È negli anni ’60 che la cellulosa comincia ad essere utilizzata come ingrediente alimentare, in particolare come sostituto dei grassi per la preparazione di creme e dessert. Essendo però poco solubile in acqua, fu necessario ricorrere a dei derivati per permettere all’industria alimentare di sfruttarne al meglio le proprietà. L’idrossipropilmetilcellulosa rientra tra questi derivati. Si tratta di una cellulosa ottenuta direttamente da ceppi naturali di fibre vegetali, parzialmente eterificata con gruppi metilici e contenente una piccola quantità di sostituenti idrossipropilici.
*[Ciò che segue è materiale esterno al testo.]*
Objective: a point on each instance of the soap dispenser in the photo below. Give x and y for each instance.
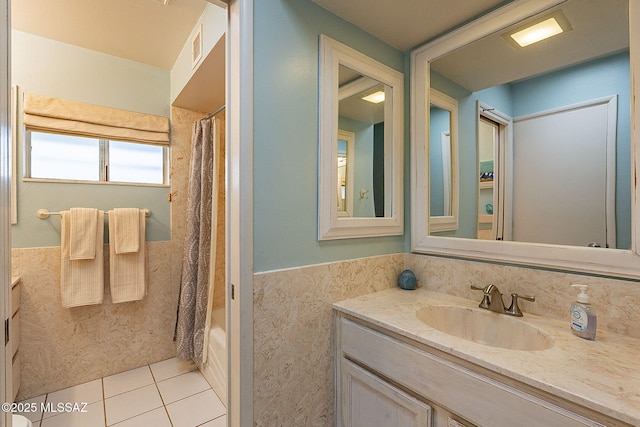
(583, 315)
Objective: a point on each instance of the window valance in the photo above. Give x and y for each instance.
(42, 113)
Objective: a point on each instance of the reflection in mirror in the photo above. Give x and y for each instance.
(361, 111)
(440, 162)
(443, 163)
(558, 92)
(360, 192)
(346, 146)
(535, 95)
(487, 146)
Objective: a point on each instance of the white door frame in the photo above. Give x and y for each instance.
(6, 394)
(503, 168)
(240, 212)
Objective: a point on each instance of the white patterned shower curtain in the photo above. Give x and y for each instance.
(195, 286)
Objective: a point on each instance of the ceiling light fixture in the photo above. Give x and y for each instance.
(542, 29)
(538, 32)
(375, 98)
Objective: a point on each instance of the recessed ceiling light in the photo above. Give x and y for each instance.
(375, 98)
(541, 29)
(535, 33)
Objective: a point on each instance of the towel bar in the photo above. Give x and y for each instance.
(44, 213)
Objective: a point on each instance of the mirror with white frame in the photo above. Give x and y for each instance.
(506, 212)
(360, 190)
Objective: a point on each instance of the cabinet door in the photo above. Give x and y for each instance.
(368, 401)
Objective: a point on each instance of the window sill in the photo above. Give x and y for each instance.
(69, 181)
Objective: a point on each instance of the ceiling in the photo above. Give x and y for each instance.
(140, 30)
(599, 29)
(405, 24)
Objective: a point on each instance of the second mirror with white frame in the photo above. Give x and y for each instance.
(360, 190)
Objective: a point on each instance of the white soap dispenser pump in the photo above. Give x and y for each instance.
(583, 315)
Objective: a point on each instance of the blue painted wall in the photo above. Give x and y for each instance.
(286, 134)
(87, 76)
(592, 80)
(439, 123)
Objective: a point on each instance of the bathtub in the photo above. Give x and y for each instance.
(215, 370)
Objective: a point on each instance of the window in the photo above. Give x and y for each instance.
(64, 157)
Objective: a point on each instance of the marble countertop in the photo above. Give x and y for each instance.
(603, 375)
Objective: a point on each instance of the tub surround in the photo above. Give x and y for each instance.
(594, 374)
(65, 347)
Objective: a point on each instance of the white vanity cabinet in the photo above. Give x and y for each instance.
(384, 379)
(367, 400)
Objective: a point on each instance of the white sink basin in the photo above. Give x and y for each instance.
(485, 327)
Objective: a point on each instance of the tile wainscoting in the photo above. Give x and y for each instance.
(63, 347)
(293, 335)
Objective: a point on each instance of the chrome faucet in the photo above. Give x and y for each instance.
(492, 300)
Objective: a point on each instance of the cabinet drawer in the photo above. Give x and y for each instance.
(475, 397)
(368, 401)
(15, 297)
(15, 332)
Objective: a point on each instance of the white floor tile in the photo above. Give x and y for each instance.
(196, 410)
(33, 403)
(93, 417)
(218, 422)
(132, 403)
(156, 418)
(171, 368)
(182, 386)
(127, 381)
(84, 393)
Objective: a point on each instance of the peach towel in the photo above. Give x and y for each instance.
(128, 271)
(81, 280)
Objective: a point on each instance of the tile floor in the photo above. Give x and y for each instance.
(171, 393)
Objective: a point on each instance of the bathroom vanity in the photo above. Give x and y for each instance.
(392, 368)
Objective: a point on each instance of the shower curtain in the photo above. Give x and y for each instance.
(195, 288)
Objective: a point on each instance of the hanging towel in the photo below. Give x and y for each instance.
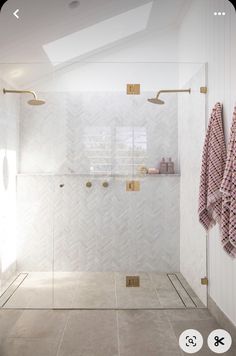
(213, 164)
(228, 189)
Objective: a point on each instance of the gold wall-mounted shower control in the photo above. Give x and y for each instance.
(132, 186)
(133, 89)
(203, 90)
(105, 184)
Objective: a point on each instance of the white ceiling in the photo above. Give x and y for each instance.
(45, 21)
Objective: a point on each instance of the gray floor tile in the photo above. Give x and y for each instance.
(188, 314)
(28, 347)
(146, 333)
(39, 324)
(90, 333)
(8, 319)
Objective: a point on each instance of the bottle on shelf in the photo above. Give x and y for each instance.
(170, 167)
(163, 166)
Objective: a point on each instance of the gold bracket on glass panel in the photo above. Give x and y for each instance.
(204, 281)
(132, 186)
(133, 89)
(132, 281)
(203, 90)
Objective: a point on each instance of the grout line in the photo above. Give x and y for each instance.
(186, 291)
(62, 334)
(176, 290)
(172, 328)
(155, 289)
(118, 331)
(117, 318)
(10, 285)
(26, 275)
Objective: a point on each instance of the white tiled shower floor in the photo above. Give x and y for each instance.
(99, 290)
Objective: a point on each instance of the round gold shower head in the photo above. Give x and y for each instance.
(156, 101)
(36, 102)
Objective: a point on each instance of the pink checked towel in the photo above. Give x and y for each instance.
(213, 164)
(228, 188)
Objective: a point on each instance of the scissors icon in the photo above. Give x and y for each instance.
(218, 341)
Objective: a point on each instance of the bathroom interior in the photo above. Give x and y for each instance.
(101, 151)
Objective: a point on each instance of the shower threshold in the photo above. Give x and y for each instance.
(99, 290)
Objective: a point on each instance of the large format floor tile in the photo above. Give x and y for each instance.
(39, 324)
(101, 332)
(90, 333)
(28, 347)
(100, 290)
(146, 333)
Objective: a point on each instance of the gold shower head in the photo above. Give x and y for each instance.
(156, 100)
(34, 101)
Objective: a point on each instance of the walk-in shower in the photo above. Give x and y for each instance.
(34, 101)
(89, 217)
(156, 100)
Si presenta come una polvere granulare o fibrosa, bianca o leggermente giallastra o grigiastra, lievemente igroscopica, inodore ed insapore.

UTILIZZO NELL’INDUSTRIA ALIMENTARE

Viene utilizzata principalmente come emulsionante e addensante con la sigla E464. Trova impiego anche nelle farine e nei prodotti gluten-free dove viene impiegata per migliorare le caratteristiche organolettiche dei prodotti per celiaci.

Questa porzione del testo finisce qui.